Yang pertama persoalan jalan ponelo kata Roni, dari tahun ke tahun diberi anggaran dan panjang jalan ponelo itu dari titik Tihengo sampai dengan Desa Malambe itu mencapai 11 KM. “Dan itu membutuhkan anggaran Rp. 35 Milyar, tapi yang diintervensi beberapa tahun terakhir ini, 800 meter yang anggarannya juga tidak terlalu besar, yang pertama hanya Rp. 2,3 Milyar, tahun kemarin kita coba anggarkan sampai dengan kantor camat dengan anggaran Rp. 7,1 Milyar menggunakan bentuk perencanaan sebelum nya” tegasnya.
Selanjutnya terkait dengan Pokir tentang pembangunan di negara ini adalah pendekatan secara politik yang berdasarkan janji politik bupati. “Itu harus masuk dan harus diwujudkan, karena bupati itu dipilih masyarakat karena visi misinya, itu harus pendekatan secara politik” kata Roni.
Secara teknis, ini harus dibangun tanpa aspirasi, kemudian ada pemangku kepentingan, ada undang-undang atau regulasi dari atas kegiatan harus jalan untuk kebutuhan masyarakat melalui peraturan itu.
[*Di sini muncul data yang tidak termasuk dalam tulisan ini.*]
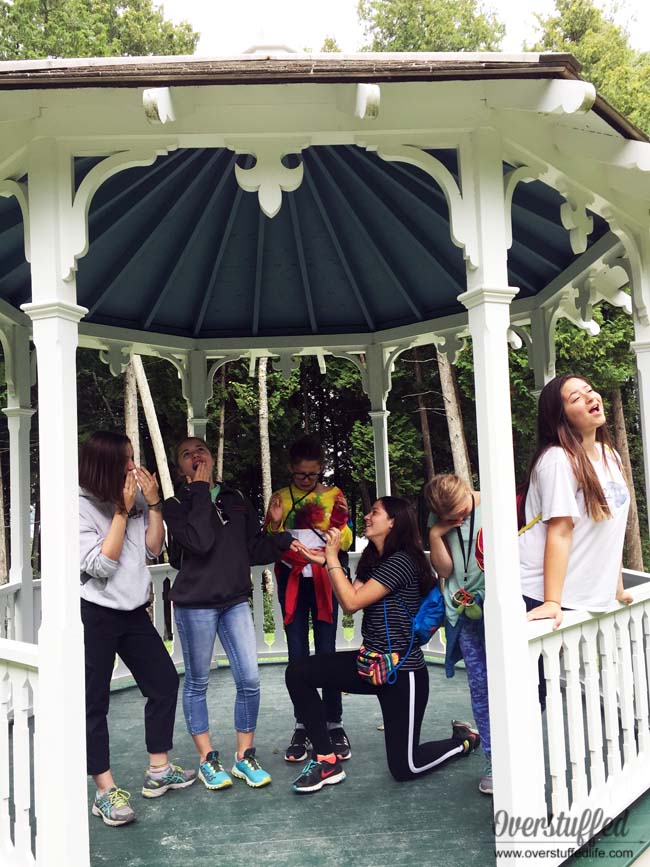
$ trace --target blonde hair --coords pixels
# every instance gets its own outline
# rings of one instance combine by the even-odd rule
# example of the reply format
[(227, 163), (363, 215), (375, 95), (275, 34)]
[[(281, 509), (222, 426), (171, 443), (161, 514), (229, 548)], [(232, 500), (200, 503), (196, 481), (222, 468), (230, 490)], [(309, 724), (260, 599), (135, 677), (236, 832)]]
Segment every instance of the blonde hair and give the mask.
[(427, 505), (439, 518), (454, 511), (461, 500), (472, 494), (472, 489), (452, 473), (434, 476), (424, 487), (424, 499)]

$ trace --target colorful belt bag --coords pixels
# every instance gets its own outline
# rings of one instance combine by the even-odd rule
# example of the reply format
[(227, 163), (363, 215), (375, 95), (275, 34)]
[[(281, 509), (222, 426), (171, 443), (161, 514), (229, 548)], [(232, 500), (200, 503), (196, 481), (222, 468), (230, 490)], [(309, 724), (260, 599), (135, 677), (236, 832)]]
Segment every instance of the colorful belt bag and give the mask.
[(404, 665), (408, 656), (413, 649), (413, 641), (415, 639), (415, 618), (411, 615), (403, 600), (397, 593), (394, 594), (397, 601), (406, 611), (409, 620), (411, 621), (411, 642), (409, 649), (400, 659), (399, 653), (394, 653), (390, 643), (390, 633), (388, 631), (388, 614), (386, 612), (386, 600), (384, 599), (384, 623), (386, 624), (386, 638), (388, 639), (388, 653), (381, 653), (378, 650), (369, 650), (363, 644), (359, 648), (357, 654), (357, 672), (359, 677), (372, 684), (372, 686), (385, 686), (395, 683), (397, 680), (397, 672)]

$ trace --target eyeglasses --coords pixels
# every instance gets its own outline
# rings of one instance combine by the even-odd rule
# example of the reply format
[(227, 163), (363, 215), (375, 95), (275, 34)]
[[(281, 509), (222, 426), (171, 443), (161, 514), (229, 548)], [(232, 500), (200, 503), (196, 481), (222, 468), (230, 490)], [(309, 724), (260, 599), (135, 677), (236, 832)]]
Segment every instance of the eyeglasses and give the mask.
[(313, 482), (320, 477), (320, 473), (291, 473), (291, 477), (293, 479), (302, 479), (305, 482), (309, 479), (310, 482)]

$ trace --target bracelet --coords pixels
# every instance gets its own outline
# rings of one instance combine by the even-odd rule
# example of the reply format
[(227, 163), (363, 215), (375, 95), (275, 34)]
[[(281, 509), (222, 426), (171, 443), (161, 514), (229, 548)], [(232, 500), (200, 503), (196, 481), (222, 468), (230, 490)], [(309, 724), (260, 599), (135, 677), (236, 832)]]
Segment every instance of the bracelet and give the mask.
[(561, 602), (558, 602), (557, 599), (545, 599), (545, 600), (544, 600), (544, 605), (546, 605), (547, 602), (552, 602), (554, 605), (559, 605), (560, 608), (562, 607), (562, 603), (561, 603)]
[(345, 572), (345, 569), (343, 569), (343, 566), (325, 566), (325, 568), (327, 569), (328, 572), (331, 572), (332, 569), (341, 569), (343, 572)]
[(147, 503), (150, 509), (154, 512), (159, 512), (162, 509), (162, 500), (157, 500), (155, 503)]

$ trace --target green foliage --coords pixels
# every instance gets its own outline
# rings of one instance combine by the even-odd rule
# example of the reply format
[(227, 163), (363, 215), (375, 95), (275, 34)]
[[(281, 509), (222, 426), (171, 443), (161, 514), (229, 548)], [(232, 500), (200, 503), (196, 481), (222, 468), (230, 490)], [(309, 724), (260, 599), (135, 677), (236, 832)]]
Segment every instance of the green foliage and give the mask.
[(0, 0), (0, 58), (193, 54), (199, 34), (152, 0)]
[(554, 12), (536, 15), (540, 38), (532, 50), (573, 54), (599, 93), (650, 132), (650, 54), (630, 47), (613, 16), (593, 0), (555, 0)]
[(479, 0), (359, 0), (368, 51), (498, 51), (504, 25)]
[(333, 36), (326, 36), (323, 40), (323, 44), (321, 46), (321, 51), (324, 54), (328, 54), (329, 52), (336, 53), (340, 52), (339, 44)]

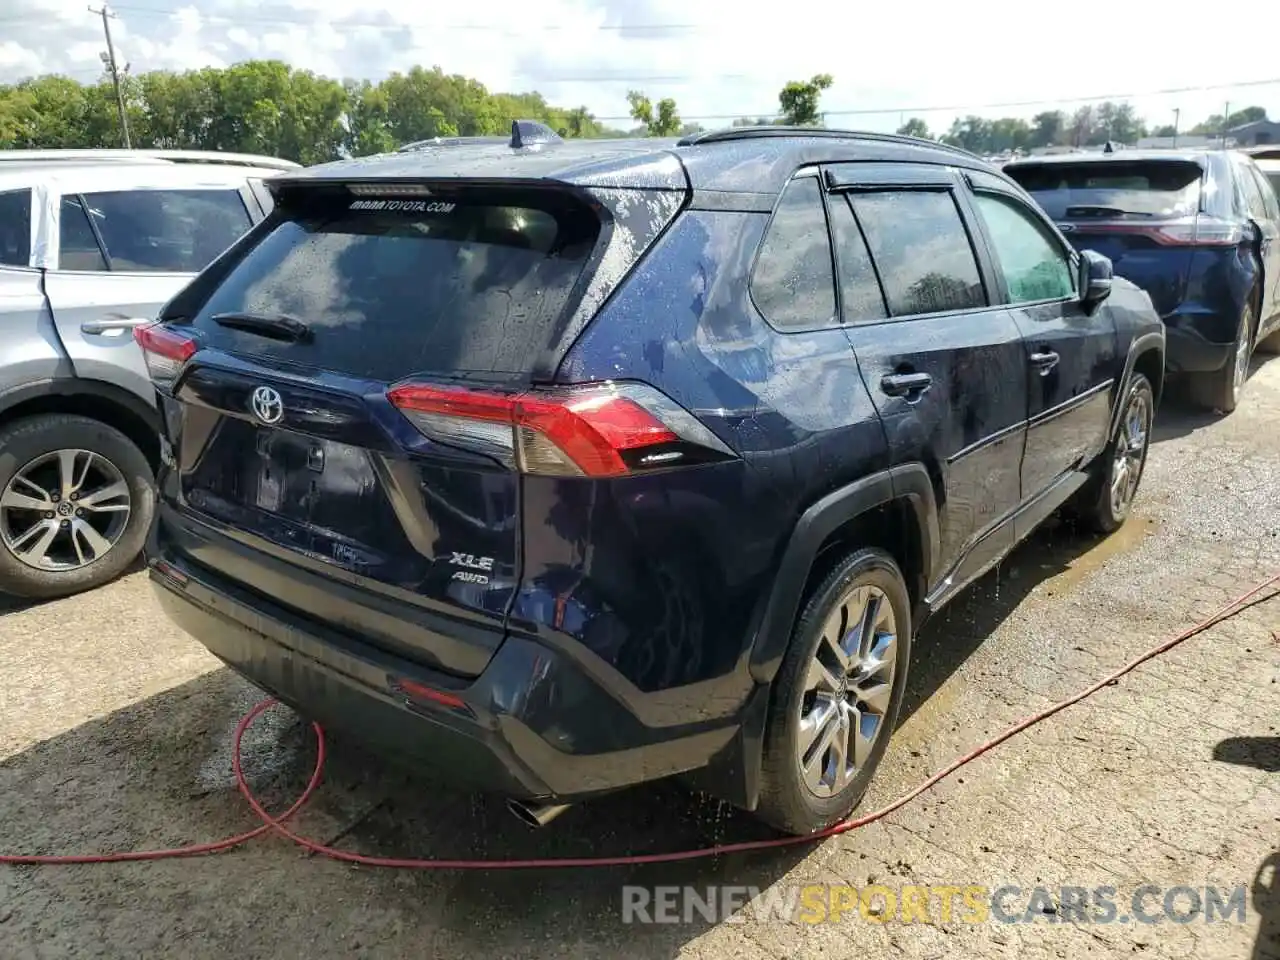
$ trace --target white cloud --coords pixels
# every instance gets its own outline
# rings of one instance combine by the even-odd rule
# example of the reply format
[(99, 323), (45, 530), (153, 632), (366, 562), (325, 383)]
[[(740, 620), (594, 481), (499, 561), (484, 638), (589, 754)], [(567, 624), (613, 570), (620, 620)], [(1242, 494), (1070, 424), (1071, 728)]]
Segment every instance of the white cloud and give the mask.
[[(938, 129), (957, 113), (1030, 116), (1071, 109), (1081, 98), (1185, 87), (1215, 89), (1131, 99), (1153, 123), (1171, 122), (1180, 108), (1184, 127), (1227, 101), (1280, 116), (1280, 82), (1225, 86), (1280, 78), (1280, 66), (1180, 56), (1194, 27), (1172, 8), (1158, 13), (1138, 0), (1114, 0), (1105, 21), (1087, 24), (1068, 8), (1025, 0), (475, 0), (444, 8), (403, 0), (121, 0), (115, 9), (119, 53), (135, 72), (279, 57), (332, 76), (378, 79), (439, 65), (491, 90), (536, 89), (602, 117), (625, 116), (632, 86), (674, 97), (689, 119), (771, 114), (786, 81), (818, 72), (835, 77), (823, 98), (829, 122), (869, 129), (892, 129), (913, 114)], [(1280, 8), (1251, 9), (1250, 21), (1251, 35), (1275, 36)], [(0, 0), (0, 81), (37, 71), (92, 80), (101, 34), (83, 0)], [(998, 106), (1024, 101), (1044, 102)], [(845, 112), (868, 110), (886, 112)]]

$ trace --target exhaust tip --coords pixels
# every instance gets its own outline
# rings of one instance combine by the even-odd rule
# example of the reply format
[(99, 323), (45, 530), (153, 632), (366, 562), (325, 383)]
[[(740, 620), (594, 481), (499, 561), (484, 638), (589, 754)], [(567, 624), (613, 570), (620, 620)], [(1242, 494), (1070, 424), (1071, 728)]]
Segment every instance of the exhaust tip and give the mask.
[(522, 800), (508, 800), (507, 809), (525, 826), (537, 829), (545, 827), (560, 814), (569, 809), (567, 803), (525, 803)]

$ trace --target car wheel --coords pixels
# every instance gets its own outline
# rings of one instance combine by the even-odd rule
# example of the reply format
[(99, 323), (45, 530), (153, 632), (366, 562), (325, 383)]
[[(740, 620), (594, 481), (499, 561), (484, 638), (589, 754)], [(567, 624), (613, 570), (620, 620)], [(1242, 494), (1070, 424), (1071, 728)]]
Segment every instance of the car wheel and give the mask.
[(1093, 475), (1069, 511), (1097, 533), (1114, 533), (1133, 507), (1151, 446), (1156, 398), (1151, 381), (1141, 373), (1129, 380), (1120, 424), (1107, 449), (1094, 463)]
[(1276, 354), (1280, 353), (1280, 330), (1275, 333), (1267, 334), (1265, 340), (1259, 340), (1253, 345), (1254, 353)]
[(106, 583), (154, 512), (151, 467), (113, 427), (44, 414), (0, 429), (0, 590), (44, 600)]
[(883, 550), (849, 554), (813, 592), (774, 680), (759, 819), (804, 835), (849, 816), (888, 746), (911, 630), (902, 573)]
[(1244, 383), (1249, 379), (1249, 361), (1253, 358), (1253, 331), (1256, 323), (1255, 296), (1250, 296), (1240, 313), (1231, 357), (1221, 370), (1199, 374), (1191, 380), (1192, 398), (1200, 406), (1221, 413), (1231, 413), (1240, 402)]

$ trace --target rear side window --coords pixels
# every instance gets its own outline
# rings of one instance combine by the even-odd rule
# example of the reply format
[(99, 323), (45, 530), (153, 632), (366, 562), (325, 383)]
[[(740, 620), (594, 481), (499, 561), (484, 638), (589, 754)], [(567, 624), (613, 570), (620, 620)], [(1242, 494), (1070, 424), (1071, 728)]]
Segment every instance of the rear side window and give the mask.
[(1005, 173), (1055, 220), (1190, 216), (1200, 209), (1204, 175), (1187, 160), (1041, 163)]
[(816, 177), (791, 181), (760, 242), (751, 299), (780, 330), (835, 322), (836, 281), (831, 241)]
[(126, 273), (199, 273), (249, 229), (239, 190), (84, 194), (108, 266)]
[[(384, 381), (532, 370), (600, 229), (585, 205), (528, 191), (475, 202), (343, 193), (295, 198), (276, 216), (196, 325), (228, 349)], [(284, 315), (313, 336), (233, 331), (213, 319), (221, 313)]]
[(1262, 196), (1262, 210), (1268, 220), (1280, 220), (1280, 205), (1276, 203), (1276, 192), (1268, 180), (1256, 166), (1246, 164), (1245, 170), (1258, 185), (1258, 193)]
[(0, 266), (31, 265), (31, 191), (0, 193)]
[(1262, 199), (1262, 191), (1258, 189), (1258, 181), (1253, 179), (1253, 171), (1244, 163), (1235, 166), (1236, 177), (1240, 181), (1240, 190), (1244, 193), (1244, 206), (1249, 216), (1255, 220), (1267, 219), (1267, 205)]
[(1075, 293), (1066, 254), (1022, 205), (999, 194), (974, 195), (987, 225), (1010, 303), (1061, 300)]
[(884, 293), (867, 251), (867, 242), (854, 219), (847, 197), (831, 197), (831, 235), (836, 243), (840, 273), (840, 308), (845, 323), (883, 320), (889, 315)]
[(107, 269), (98, 238), (79, 197), (63, 197), (58, 216), (58, 269), (98, 271)]
[(893, 316), (986, 305), (978, 261), (949, 191), (886, 190), (851, 200)]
Ada dua jalur melalui musrembang desa, kecamatan, kabupaten, provinsi, sampai nasional. Dan yang kedua itu melalui aspirasi yang selalu kami lakukan kunjungan itu berdasarkan peraturan perundangan-undangan ada namanya reses. “Untuk jual beli proyek kalau saya melihat terus terang DPRD tidak punya asal mulanya perusahaan, kami hanya menitipkan kepada seluruh OPD ada pekerjaan-pekerjaan yang mudah yang tidak ditender itu untuk kontraktor lokal. Kalau ditender itu pasti ada kontraktor luar” ujarnya.
Sementara itu, dari pantauan awak media ini, para pengunjuk rasa tersebut membubarkan diri di Rumah Dinas Bupati Gorut setelah magrib, namun sebelumnya di Dinas Pendidikan mereka terinformasi masih dijamu makan oleh Kepala Dinas. (abk)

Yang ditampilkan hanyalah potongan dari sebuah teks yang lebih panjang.